Spatially isotropic homogeneous spacetimes

TL;DR

This paper classifies all simply-connected homogeneous spacetimes with spatial isotropy across all dimensions, revealing new geometries and analyzing their symmetries, invariant structures, and limits between different spacetime types.

Contribution

It provides a comprehensive classification of homogeneous spacetimes with spatial isotropy, including new geometries and their symmetry properties across all dimensions.

Findings

Identified new classes of geometries in low dimensions.

Mapped the limits and contractions between different spacetimes.

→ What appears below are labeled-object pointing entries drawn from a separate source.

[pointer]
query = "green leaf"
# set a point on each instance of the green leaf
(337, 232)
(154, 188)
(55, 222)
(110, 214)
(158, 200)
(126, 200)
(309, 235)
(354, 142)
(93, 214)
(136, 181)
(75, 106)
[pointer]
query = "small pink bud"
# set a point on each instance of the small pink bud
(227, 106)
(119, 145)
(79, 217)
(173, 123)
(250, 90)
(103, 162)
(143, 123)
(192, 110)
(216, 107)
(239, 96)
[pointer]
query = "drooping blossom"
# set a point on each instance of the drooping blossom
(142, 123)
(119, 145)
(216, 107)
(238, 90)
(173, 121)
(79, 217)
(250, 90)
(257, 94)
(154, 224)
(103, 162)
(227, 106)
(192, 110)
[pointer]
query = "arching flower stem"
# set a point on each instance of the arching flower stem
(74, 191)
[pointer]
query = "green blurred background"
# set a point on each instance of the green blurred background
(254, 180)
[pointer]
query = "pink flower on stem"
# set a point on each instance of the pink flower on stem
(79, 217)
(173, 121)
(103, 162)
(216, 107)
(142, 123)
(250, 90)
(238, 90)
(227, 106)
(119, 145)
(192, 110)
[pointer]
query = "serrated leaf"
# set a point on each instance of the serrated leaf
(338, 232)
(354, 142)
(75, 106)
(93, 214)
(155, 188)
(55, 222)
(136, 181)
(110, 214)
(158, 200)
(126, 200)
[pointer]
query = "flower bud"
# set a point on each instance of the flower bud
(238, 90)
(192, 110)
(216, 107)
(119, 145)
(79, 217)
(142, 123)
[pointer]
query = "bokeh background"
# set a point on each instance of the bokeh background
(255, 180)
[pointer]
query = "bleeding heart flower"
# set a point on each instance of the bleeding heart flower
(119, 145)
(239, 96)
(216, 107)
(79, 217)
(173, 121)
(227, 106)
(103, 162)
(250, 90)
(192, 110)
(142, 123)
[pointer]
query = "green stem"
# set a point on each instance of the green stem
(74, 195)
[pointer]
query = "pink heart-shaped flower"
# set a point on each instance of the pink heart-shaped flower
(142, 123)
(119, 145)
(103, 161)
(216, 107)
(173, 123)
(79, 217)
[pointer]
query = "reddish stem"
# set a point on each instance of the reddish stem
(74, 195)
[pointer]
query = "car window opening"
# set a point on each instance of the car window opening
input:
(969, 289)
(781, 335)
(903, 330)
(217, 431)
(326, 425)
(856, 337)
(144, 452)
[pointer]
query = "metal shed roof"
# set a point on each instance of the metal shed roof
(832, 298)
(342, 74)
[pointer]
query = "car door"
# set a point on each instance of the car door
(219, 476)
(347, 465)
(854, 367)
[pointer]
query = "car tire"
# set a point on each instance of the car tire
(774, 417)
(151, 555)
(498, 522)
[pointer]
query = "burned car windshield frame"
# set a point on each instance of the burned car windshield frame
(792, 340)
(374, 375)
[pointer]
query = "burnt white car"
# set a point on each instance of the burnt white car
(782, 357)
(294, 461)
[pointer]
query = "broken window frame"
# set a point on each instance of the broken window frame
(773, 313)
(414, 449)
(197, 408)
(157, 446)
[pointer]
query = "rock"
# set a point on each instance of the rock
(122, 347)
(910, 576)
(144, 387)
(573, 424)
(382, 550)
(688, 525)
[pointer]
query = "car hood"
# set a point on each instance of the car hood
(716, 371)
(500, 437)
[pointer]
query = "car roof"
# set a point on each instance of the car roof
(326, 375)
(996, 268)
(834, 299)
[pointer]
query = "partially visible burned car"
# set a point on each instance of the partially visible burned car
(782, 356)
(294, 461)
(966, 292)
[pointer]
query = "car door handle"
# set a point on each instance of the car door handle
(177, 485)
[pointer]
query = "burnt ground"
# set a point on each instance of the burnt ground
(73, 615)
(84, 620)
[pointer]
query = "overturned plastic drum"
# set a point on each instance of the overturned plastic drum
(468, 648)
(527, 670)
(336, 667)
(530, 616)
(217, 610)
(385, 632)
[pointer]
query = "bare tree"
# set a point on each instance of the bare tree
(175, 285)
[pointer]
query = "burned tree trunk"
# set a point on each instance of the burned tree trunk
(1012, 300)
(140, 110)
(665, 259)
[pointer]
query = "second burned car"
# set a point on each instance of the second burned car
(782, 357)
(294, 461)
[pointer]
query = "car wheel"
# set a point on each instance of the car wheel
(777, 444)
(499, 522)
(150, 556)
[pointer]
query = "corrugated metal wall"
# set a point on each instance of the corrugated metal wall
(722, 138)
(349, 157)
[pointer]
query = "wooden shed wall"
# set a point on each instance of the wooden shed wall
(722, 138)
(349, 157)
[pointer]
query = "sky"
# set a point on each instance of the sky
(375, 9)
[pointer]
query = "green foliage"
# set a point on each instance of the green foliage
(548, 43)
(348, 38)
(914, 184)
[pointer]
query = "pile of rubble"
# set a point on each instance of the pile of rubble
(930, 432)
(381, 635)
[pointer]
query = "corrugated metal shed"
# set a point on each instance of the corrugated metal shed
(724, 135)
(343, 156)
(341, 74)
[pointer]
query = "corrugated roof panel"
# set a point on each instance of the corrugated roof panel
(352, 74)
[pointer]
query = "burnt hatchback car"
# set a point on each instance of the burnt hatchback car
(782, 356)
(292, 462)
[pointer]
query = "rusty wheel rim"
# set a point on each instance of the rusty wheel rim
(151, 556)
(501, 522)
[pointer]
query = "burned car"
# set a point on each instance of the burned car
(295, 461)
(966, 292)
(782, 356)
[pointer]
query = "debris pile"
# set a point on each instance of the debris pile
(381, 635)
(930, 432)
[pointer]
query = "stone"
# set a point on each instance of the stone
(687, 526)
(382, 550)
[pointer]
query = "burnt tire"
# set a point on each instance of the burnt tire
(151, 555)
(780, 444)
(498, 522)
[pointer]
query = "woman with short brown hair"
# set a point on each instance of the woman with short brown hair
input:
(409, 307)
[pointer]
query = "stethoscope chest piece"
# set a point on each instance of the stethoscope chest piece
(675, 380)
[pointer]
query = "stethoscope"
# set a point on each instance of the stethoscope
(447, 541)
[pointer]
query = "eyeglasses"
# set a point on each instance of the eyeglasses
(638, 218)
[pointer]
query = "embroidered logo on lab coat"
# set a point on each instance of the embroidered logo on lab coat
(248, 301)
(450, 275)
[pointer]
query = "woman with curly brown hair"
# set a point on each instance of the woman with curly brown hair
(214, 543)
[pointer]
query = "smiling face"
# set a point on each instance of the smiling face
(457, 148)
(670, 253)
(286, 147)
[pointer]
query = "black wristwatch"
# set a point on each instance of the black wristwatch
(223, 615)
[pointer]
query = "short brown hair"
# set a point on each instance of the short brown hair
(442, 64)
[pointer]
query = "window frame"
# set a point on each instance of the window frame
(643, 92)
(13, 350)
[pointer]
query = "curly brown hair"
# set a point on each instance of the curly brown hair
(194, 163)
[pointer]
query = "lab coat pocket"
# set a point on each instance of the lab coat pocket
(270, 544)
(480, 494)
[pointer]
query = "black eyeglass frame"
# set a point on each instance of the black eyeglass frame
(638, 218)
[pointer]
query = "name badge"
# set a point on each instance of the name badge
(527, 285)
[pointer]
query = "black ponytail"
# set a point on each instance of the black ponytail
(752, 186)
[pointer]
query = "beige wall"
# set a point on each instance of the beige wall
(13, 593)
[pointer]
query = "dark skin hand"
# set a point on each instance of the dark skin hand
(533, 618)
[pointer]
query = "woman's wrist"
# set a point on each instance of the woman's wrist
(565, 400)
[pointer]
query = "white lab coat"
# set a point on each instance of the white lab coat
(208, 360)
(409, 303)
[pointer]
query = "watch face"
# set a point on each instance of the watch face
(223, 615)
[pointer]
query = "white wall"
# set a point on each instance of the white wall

Analyzed geometric properties like invariance, torsion, and curvature.

Abstract

We classify simply-connected homogeneous ($D+1$)-dimensional spacetimes for kinematical and aristotelian Lie groups with $D$-dimensional space isotropy for all $D\geq 0$. Besides well-known spacetimes like Minkowski and (anti) de Sitter we find several new classes of geometries, some of which exist only for $D=1,2$. These geometries share the same amount of symmetry (spatial rotations, boosts and spatio-temporal translations) as the maximally symmetric spacetimes, but unlike them they do not necessarily admit an invariant metric. We determine the possible limits between the spacetimes and interpret them in terms of contractions of the corresponding transitive Lie algebras. We investigate geometrical properties of the spacetimes such as whether they are reductive or symmetric as well as the existence of invariant structures (riemannian, lorentzian, galilean, carrollian, aristotelian) and, when appropriate, discuss the torsion and curvature of the canonical invariant connection as a means of characterising the different spacetimes.